Only a single cat (1.2%) in our study was positive for FIV, with none (0%) being positive for FeLV. In 2 recent studies evaluating prevalence of both FIV and FeLV in shelter populations in Australia and the United Kingdom, the reported prevalence of FIV was considerably higher, ranging from 6.0% to 15.0% and 3.0% to 11.4%, respectively (29,30). Meanwhile the prevalence of FeLV was similar to that found in our study, i.e., 1.0% to 4.0% and 0.0% to 3.0%, respectively (29,30). Possible explanations for the lower prevalence of FIV in our study include several factors such as the age and sex of the population, with FIV being more common in older male cats (29–31), as well as the fact that some animals may have been surrendered or owned strays rather than feral cats.

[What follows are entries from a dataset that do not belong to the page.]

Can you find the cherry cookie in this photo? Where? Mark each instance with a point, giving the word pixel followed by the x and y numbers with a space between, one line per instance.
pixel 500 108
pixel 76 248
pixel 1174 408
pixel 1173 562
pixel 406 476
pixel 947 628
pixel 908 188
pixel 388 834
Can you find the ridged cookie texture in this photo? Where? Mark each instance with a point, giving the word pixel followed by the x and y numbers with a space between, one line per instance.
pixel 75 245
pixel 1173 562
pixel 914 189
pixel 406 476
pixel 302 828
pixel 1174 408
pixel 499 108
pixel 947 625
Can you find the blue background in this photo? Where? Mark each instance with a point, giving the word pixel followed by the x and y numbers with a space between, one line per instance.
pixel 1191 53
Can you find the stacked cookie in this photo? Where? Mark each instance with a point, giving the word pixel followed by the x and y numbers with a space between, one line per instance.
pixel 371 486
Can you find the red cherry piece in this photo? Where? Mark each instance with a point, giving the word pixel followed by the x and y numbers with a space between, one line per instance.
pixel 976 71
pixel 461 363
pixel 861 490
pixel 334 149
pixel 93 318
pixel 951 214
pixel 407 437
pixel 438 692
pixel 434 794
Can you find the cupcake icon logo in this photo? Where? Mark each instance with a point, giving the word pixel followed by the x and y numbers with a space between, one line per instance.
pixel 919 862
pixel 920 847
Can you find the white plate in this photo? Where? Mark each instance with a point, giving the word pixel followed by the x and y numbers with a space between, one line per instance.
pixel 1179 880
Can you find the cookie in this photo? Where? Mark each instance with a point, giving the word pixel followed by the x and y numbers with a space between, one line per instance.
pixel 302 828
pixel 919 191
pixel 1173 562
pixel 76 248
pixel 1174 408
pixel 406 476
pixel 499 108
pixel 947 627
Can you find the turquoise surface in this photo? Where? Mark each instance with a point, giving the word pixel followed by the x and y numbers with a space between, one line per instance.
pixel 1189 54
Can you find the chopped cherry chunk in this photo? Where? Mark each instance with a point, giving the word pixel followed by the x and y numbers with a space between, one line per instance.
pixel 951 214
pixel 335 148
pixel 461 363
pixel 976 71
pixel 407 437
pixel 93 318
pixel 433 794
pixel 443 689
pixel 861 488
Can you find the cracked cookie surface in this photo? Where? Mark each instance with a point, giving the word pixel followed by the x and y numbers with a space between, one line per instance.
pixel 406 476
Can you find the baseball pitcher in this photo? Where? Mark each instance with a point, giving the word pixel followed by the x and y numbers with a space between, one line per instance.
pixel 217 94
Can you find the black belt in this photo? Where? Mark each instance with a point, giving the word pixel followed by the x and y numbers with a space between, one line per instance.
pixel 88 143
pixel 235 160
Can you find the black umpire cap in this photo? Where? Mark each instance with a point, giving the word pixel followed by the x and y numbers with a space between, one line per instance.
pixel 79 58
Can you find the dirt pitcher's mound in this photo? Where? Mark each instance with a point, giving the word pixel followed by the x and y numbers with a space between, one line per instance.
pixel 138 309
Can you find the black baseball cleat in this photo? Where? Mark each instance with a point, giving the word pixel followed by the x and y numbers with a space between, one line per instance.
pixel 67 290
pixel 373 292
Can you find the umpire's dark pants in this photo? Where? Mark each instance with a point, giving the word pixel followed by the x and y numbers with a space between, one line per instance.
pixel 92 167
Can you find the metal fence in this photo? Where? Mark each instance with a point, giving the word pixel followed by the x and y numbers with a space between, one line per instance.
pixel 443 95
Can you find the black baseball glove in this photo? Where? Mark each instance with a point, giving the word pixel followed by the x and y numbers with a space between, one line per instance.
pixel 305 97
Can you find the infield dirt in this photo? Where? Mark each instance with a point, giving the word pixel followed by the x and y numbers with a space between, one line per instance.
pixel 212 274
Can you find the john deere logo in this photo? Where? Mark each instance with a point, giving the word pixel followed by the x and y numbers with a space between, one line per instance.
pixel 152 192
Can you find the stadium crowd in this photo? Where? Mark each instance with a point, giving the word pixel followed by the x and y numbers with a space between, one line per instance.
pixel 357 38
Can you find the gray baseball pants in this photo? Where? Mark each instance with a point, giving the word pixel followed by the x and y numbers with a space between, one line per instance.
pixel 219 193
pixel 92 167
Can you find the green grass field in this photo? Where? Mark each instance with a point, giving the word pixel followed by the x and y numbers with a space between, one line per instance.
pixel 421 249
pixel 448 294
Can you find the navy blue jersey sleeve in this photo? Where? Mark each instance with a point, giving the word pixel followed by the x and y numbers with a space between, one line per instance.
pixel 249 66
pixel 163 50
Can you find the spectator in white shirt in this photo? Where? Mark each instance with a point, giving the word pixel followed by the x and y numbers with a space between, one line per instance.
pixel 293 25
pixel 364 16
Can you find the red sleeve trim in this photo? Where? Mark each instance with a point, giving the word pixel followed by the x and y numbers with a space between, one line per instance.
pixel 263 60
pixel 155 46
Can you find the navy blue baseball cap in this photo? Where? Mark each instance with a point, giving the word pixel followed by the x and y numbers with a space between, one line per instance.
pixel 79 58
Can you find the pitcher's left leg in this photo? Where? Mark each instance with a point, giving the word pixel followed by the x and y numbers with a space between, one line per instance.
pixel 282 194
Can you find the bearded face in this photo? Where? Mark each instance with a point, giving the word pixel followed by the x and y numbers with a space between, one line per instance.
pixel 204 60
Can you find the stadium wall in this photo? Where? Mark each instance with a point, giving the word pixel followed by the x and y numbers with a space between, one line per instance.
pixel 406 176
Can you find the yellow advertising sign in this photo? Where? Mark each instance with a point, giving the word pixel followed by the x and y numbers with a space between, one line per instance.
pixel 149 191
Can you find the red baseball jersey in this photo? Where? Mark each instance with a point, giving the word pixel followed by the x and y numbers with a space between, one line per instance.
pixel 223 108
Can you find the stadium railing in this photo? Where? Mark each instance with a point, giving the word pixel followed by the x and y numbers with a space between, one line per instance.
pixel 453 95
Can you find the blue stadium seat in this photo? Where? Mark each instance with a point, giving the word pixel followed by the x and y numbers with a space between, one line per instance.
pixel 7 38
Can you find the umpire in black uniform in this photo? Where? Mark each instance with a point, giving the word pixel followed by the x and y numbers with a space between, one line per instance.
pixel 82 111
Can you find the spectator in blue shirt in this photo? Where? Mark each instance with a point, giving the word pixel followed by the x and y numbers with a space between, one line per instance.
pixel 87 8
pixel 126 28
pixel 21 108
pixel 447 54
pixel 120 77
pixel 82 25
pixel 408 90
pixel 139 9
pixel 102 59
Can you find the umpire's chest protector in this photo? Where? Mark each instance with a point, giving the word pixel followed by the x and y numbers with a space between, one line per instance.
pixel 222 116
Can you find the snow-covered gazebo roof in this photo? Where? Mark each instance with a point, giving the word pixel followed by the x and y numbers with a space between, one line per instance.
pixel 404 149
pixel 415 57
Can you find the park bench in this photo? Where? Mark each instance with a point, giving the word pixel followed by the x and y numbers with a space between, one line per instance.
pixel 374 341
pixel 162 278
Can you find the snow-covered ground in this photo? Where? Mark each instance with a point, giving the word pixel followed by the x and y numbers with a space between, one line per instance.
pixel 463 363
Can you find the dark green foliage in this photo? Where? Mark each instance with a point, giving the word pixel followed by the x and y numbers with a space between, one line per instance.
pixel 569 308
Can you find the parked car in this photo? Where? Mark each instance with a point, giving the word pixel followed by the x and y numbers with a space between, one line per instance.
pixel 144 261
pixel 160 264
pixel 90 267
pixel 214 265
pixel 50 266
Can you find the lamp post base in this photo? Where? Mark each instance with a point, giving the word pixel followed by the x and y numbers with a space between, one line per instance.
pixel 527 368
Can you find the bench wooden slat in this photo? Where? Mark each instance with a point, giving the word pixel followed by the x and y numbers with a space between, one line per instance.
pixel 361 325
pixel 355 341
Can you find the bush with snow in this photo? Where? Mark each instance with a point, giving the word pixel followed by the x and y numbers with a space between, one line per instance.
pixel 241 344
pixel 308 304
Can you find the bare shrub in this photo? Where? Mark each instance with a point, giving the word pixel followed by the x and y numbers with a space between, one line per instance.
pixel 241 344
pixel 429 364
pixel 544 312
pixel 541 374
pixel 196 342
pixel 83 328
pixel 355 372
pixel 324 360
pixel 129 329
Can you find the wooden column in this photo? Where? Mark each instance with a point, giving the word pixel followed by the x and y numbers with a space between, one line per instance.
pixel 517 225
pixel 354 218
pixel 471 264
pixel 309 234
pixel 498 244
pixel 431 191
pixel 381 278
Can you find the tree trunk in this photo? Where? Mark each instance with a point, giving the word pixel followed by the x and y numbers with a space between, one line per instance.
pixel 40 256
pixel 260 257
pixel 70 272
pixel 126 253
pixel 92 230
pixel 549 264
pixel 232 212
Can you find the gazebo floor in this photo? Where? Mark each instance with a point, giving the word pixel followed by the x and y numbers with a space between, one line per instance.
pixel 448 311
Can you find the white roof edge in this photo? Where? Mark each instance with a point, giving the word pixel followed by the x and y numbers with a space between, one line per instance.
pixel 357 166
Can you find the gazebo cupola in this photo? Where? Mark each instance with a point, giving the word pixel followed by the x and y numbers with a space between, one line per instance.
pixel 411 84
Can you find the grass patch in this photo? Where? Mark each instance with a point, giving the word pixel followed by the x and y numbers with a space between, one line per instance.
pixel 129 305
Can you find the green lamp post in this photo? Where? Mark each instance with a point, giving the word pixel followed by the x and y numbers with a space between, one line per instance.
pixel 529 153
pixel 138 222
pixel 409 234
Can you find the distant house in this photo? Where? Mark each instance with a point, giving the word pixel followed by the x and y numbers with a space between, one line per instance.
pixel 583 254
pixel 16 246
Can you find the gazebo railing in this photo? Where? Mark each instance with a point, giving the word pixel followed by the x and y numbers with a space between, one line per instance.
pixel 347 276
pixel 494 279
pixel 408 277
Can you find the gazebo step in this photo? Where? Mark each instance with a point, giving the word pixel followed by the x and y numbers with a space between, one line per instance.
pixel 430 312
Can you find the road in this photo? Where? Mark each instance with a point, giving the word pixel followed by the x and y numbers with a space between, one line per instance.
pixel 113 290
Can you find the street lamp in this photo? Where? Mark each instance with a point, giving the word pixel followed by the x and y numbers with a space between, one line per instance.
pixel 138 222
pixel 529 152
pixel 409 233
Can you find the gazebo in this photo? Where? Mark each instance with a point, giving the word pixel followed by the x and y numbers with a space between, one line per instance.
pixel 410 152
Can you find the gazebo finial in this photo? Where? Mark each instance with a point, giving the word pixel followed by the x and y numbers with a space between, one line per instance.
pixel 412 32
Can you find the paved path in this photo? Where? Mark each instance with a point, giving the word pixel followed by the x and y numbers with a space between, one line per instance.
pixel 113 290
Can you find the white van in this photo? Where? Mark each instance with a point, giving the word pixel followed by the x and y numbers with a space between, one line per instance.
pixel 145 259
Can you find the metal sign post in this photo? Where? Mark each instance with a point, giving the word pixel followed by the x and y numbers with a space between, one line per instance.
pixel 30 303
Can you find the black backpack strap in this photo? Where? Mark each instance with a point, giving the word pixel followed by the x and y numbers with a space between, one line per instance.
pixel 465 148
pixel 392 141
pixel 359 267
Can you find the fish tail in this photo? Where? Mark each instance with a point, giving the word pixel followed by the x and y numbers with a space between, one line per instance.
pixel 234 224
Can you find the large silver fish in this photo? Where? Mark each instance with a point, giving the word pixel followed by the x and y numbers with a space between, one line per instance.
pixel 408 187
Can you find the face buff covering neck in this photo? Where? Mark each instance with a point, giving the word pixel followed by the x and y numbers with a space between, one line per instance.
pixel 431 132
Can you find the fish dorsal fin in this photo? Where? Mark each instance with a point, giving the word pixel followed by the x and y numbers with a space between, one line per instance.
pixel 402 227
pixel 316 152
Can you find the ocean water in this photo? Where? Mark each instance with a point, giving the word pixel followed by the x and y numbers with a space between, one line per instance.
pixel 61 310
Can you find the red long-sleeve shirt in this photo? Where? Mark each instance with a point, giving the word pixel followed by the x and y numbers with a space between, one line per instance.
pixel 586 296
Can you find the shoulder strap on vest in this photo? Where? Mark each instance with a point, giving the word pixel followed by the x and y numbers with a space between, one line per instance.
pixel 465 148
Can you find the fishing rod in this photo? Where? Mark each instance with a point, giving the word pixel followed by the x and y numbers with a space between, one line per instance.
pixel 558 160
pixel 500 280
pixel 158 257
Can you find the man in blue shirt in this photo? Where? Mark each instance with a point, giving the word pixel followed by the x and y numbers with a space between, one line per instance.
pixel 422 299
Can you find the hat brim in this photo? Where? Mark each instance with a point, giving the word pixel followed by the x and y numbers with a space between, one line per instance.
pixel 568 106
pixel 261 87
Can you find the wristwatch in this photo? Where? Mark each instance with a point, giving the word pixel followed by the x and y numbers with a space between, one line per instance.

The low prevalence of bacterial pathogens in this population provides evidence that empirical use of antibiotics in cats displaying signs of feline URTD is not definitively indicated. In some shelter populations, any cat with URTD is automatically placed on antimicrobial therapy, such as doxycycline. While doxycycline is often an appropriate antibiotic choice for C. felis and B. bronchiseptica, daily and twice daily dosing can be challenging in a busy shelter environment. While more attractive options, such as the long-acting, injectable, third-generation cephalosporin, cefovecin (Convenia), may seem ideal for a shelter environment, this antibiotic has previously been shown to be less efficacious than amoxicillin-clavulanic acid or doxycycline (3). This was consistent with our study, in which we found all B. bronchiseptica isolates recovered were susceptible to doxycycline, amoxicillin-clavulanic acid, and marbofloxacin, but resistant to cefovecin, cephalexin, and clindamycin. These 3 drugs are inherently ineffective against B. bronchiseptica (32). Thus, while we cannot support the use of antimicrobial therapy in all cats displaying clinical signs of URTD, if antibiotics are to be used, then doxycycline or amoxicillin-clavulanic acid remain reasonable first-line choices.

The most perplexing finding in this study was that there were 47 cats (57.3%) with clinical signs consistent with URTD in which none of the previously mentioned pathogens was identified. There are several possible explanations for this, specifically, potential issues with the diagnostic sensitivity, i.e., intermittent shedding of pathogens, inadequate sample collection or handling, or the presence of a pathogen(s) other than those we tested for, or that perhaps the clinical signs typically associated with URTD are not specific to the disease. In particular, both Mycoplasma spp. and influenza virus can cause clinical signs of URTD and conjunctivitis in cats (6). Mycoplasma spp. are Gram-negative pleomorphic bacteria that are considered commensal organisms of the feline upper respiratory tract and are known to be difficult to culture and identify. There is evidence, however, that some species may play a primary or secondary role in respiratory disease and conjunctivitis (6,33–35). Similarly, while influenza virus is considered rare in cats, with no well-adapted strain established in feline populations, there have been reports of natural infection in cats with H5N1 and H1N1 (6). Infected cats can have a range of clinical signs that can include increased respiratory effort, nasal discharge, and/or conjunctivitis (6).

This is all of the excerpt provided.